Molecular mechanisms of follicular lymphoma and its transformation

Abstract

Follicular lymphoma (FL) is the second most common form of non-Hodgkin lymphoma and at least a third of cases undergo aggressive transformation (t-FL), most frequently to diffuse large B-cell lymphoma. This study examined the role of germline and acquired genetic changes in FL and t-FL to determine prognostically significant events and chart the evolution of transformation. Assessment of germline polymorphic variation in over 200 FL cases demonstrated two SNPs in the HLA region of chromosome 6p (rs10484561 and rs6457327) associate with FL risk in the UK and identified that rs6457327 predicts both time to and risk of transformation independently of clinical variables, including the FLIPI. Mutation and expression studies of the single known gene in linkage disequilibrium with rs6457327 (C6orf15) suggest an alternative mechanism is responsible for this transformation association. DNA copy number and mutational analysis of FL and t-FL samples then revealed a high prevalence of TNFSRF14 and EZH2 mutations at transformation accompanied by frequent loss and gain of their genomic locations on chromosome 1p and 7q, respectively.
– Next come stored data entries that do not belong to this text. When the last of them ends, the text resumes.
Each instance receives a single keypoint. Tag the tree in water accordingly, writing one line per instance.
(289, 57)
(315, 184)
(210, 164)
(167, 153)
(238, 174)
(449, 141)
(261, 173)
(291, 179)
In a search for co-operating genetic events, genome-wide profiling identified recurrent losses and gains ranging from 4 kb to 60 Mb with gain 2p16.1-p15 (including REL) predictive of worse survival in FL that transforms. In >50% of transformed cases, FL DNA contained either copy number aberrations or mutations that were absent from subsequent t-FL. This suggested FL and t-FL might develop non-sequentially from a common cell of origin. To further explore the evolution of FL and t-FL, IGH-V somatic-hypermutation (SHM) analysis was performed in sequential FL / t-FL samples. t-FL clones were detected in FL samples taken many months prior to clinical presentation of transformation and, furthermore, the predicted SHM patterns of putative precursors were detected in both FL and t-FL samples indicating that a (long-lived) common progenitor cell could indeed give rise to both FL and subsequent t-FL by divergent clonal evolution.